Due to bad intel and ill luck, Sam unintentionally kills the son of a rival criminal organization during what was supposed to be a routine operation. On her next hit job, she suddenly finds her moral compass when she must choose between fulfilling her obligation to the Firm and protecting the life of Emily (Chloe Coleman), the 8-year-old daughter of her target. Facing an ethical crisis, she turns to her “aunts,” Anna May (Angela Bassett), Madeline (Carla Gugino), and Florence (Michelle Yeoh), three former allies of Scarlet. Together, they must face the wrath of competing syndicates and their legions of merciless henchmen.

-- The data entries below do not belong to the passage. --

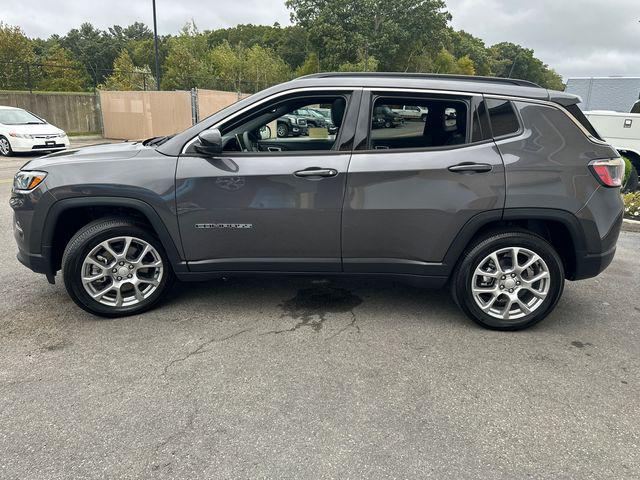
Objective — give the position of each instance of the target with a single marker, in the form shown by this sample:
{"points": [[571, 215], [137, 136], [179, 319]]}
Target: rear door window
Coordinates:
{"points": [[444, 122]]}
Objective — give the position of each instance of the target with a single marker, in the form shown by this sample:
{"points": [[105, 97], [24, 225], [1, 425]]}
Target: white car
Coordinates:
{"points": [[22, 131]]}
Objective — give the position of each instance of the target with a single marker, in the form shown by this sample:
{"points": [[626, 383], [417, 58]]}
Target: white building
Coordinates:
{"points": [[606, 93]]}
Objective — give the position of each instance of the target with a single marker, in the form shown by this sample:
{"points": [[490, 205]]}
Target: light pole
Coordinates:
{"points": [[155, 43]]}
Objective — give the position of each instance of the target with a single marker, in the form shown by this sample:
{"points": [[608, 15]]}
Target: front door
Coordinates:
{"points": [[272, 200]]}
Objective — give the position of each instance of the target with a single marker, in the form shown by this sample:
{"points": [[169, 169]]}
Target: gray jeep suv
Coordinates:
{"points": [[502, 192]]}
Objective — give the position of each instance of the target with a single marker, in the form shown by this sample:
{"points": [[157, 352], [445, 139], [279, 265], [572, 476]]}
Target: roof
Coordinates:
{"points": [[457, 83], [425, 76], [606, 93], [445, 83]]}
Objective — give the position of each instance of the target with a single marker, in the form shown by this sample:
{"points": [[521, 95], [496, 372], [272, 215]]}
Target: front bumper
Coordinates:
{"points": [[38, 144]]}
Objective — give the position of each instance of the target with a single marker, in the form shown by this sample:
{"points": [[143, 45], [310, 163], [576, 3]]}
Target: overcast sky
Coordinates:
{"points": [[576, 37]]}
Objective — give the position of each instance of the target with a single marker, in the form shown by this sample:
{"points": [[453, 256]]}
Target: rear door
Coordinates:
{"points": [[268, 202], [412, 188]]}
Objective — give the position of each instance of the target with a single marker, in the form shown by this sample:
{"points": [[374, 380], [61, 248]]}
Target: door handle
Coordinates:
{"points": [[316, 172], [471, 168]]}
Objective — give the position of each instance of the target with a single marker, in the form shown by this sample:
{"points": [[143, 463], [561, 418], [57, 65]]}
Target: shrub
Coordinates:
{"points": [[632, 205]]}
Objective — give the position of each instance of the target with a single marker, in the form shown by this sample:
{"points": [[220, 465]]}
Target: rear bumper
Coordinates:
{"points": [[38, 144], [589, 263]]}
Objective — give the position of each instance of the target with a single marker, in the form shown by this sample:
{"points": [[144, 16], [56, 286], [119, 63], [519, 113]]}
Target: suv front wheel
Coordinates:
{"points": [[113, 267], [509, 281]]}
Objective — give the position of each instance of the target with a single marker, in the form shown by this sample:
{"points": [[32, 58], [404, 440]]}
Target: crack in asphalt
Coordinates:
{"points": [[353, 323], [201, 349]]}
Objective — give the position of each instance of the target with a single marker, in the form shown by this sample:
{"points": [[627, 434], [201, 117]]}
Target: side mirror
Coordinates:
{"points": [[265, 132], [209, 142]]}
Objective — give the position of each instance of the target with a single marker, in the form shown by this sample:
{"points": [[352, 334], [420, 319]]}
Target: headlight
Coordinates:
{"points": [[25, 181]]}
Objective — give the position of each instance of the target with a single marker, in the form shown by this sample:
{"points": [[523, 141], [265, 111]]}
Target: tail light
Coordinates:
{"points": [[609, 172]]}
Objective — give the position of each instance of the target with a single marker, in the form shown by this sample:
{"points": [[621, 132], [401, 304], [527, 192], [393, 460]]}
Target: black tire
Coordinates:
{"points": [[5, 148], [463, 276], [89, 237], [282, 130]]}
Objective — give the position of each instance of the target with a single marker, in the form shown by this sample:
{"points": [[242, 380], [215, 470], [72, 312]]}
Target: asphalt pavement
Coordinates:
{"points": [[305, 378]]}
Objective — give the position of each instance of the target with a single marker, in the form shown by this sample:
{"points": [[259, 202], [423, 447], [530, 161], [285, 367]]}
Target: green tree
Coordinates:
{"points": [[246, 69], [16, 58], [465, 66], [92, 47], [310, 65], [59, 72], [127, 76], [463, 44], [514, 61], [392, 32]]}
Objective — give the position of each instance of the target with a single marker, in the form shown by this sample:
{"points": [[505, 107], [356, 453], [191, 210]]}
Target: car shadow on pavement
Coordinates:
{"points": [[310, 301]]}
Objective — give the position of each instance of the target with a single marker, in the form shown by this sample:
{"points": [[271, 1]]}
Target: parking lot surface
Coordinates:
{"points": [[305, 378]]}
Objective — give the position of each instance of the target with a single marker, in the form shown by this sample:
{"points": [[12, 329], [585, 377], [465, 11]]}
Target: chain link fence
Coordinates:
{"points": [[49, 76]]}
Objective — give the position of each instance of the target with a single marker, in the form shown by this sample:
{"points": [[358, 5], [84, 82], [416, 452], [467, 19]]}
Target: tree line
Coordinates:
{"points": [[324, 35]]}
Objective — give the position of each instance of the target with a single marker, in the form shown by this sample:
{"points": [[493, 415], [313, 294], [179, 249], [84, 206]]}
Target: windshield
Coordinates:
{"points": [[18, 117]]}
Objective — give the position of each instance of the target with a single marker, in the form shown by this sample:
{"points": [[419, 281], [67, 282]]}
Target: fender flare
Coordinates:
{"points": [[59, 207], [574, 226]]}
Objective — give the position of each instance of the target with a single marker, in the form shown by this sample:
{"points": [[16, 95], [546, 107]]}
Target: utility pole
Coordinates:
{"points": [[155, 43]]}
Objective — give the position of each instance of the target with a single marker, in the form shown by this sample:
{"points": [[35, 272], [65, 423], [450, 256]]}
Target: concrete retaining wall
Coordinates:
{"points": [[72, 112]]}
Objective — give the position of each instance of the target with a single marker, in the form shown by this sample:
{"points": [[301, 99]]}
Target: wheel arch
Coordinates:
{"points": [[54, 233], [559, 227]]}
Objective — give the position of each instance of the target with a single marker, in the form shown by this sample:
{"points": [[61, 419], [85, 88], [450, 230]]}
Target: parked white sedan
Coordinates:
{"points": [[22, 131]]}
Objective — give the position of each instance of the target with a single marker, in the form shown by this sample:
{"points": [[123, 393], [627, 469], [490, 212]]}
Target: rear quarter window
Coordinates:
{"points": [[503, 117], [575, 111]]}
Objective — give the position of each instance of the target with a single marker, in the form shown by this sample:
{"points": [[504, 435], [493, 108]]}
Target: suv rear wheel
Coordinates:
{"points": [[112, 267], [509, 280]]}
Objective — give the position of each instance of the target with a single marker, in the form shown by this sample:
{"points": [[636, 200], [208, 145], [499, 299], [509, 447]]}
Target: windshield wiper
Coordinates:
{"points": [[157, 141]]}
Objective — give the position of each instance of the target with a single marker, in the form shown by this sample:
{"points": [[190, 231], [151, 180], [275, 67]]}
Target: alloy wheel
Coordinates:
{"points": [[511, 283], [122, 271]]}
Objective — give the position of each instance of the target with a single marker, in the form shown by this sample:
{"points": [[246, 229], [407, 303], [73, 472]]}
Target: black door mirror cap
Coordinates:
{"points": [[210, 142]]}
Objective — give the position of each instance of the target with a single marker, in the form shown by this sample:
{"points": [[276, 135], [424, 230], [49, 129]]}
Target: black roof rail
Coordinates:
{"points": [[426, 76]]}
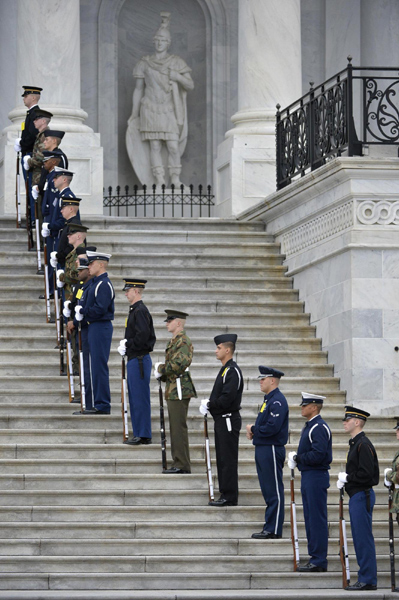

Set in a neon-lit noir-style cityscape with a surfeit of criminals and a complete lack of law and order, “Gunpowder Milkshake” tries to frame its conflict as a rebellion against the patriarchy, but it fails to adequately develop its central characters and give audiences any real reason to empathize with them. Sam’s epiphany feels empty, particularly when contrasted with her own implied history of brutality. The story plays out in an absurd comic-book vacuum, with oddly vacant streets and seemingly abandoned venues. Sam’s reality is populated only by associates and antagonists, and is utterly devoid of passersby to witness the many skirmishes that result in piles of dead gangsters.
The story simply does not give Gillan enough depth to sell Sam as a newly empowered female version of John Wick who is fed up with being called upon to do the Firm’s dirty work. While the film gets better whenever Bassett, Gugino and Yeoh are on screen, they, too, are underserved by the script. Papushado sacrifices charisma and continuity in his obsessive preoccupation with making every scene visually intense and cinematographically evocative. It’s style over substance, sparkle over soul.
Admittedly, “Gunpowder Milkshake” is an attractive film, visually. It is a candy-colored riot of ultraviolence and action. Each choreographed fight scene is a mind-blowing ballet of violence. Unfortunately, all the action plays out against an intentionally artificial backdrop. The uncanny and unsettling scenery coupled with the poor writing result in a fatal disconnect between the viewer and the protagonist. The film’s overriding detachment makes it a frustrating trek through. As ostentatious as it is unrewarding, “Gunpowder Milkshake” could have been so much more than a quirky, brutal bubblegum epic inhabited by sadistic cutthroats, cruel opportunists and morally ambiguous characters.